You can’t be a blue cheese lover in Wisconsin without tasting Hook’s, a cheese company out of Mineral Point that always garners lavish praise from heartland caseophiles. The Hook’s stand at the Dane County Farmers’ Market in Madison – reputedly the largest market in the country – is always surrounded by people waving toothpicks, eager to hawk-dive into the sample bins. Tony and Julie Hook produce five, yes FIVE, different blues, and last weekend I was one of those clucking toothpick-wavers, eager to assemble a blue cheese tasting board from Wisconsin.

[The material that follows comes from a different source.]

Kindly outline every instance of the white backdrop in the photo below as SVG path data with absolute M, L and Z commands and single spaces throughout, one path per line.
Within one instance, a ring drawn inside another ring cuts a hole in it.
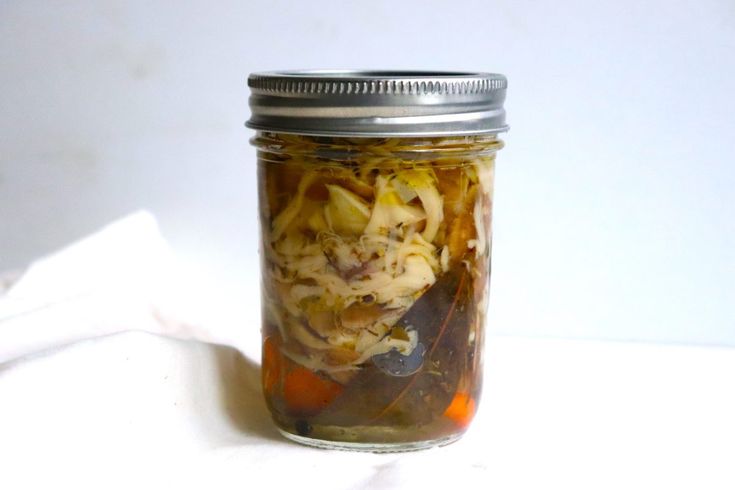
M 146 208 L 257 329 L 245 78 L 338 67 L 508 76 L 493 333 L 735 345 L 731 0 L 4 0 L 0 270 Z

You bet I tried all five blues, beginning with their original, a Danish-style blue that has received a series of awards at the Cheese Championships hosted by the Wisconsin Cheesemakers Association. What a nicely balanced cheese – sweet, perky, sharp, with a slightly vinegary finish. Still, the one that made me swoon was Hook's Blue Paradise, a pungent double-cream with notes of sour cherry and a cucumbery finish. Talk about a spreadable, edible cheese. It reminded me of some of the Irish blues I’ve been trying on the sly.
Hook’s Tilston Point, a crumbly wonder-thug of a cheese (bold, grainy, salty, pasturey), knocked me out of my hammock. The long-lasting flavor reminded me of the Rolf-Beeler Thurblau I tried a few weeks ago, a terrific raw-milk blue from Switzerland. Hook's Tilston is an English-style washed-rind blue, and it's certainly the most interesting and robust cheese in Hook’s blue pack. Would you believe I bought all three of these cheeses at the farmers' market for a grand total of about ten bucks? Talk about dairy value. If you want to host a cheese party, Hook's offers an economical way to sample a wide range of blues.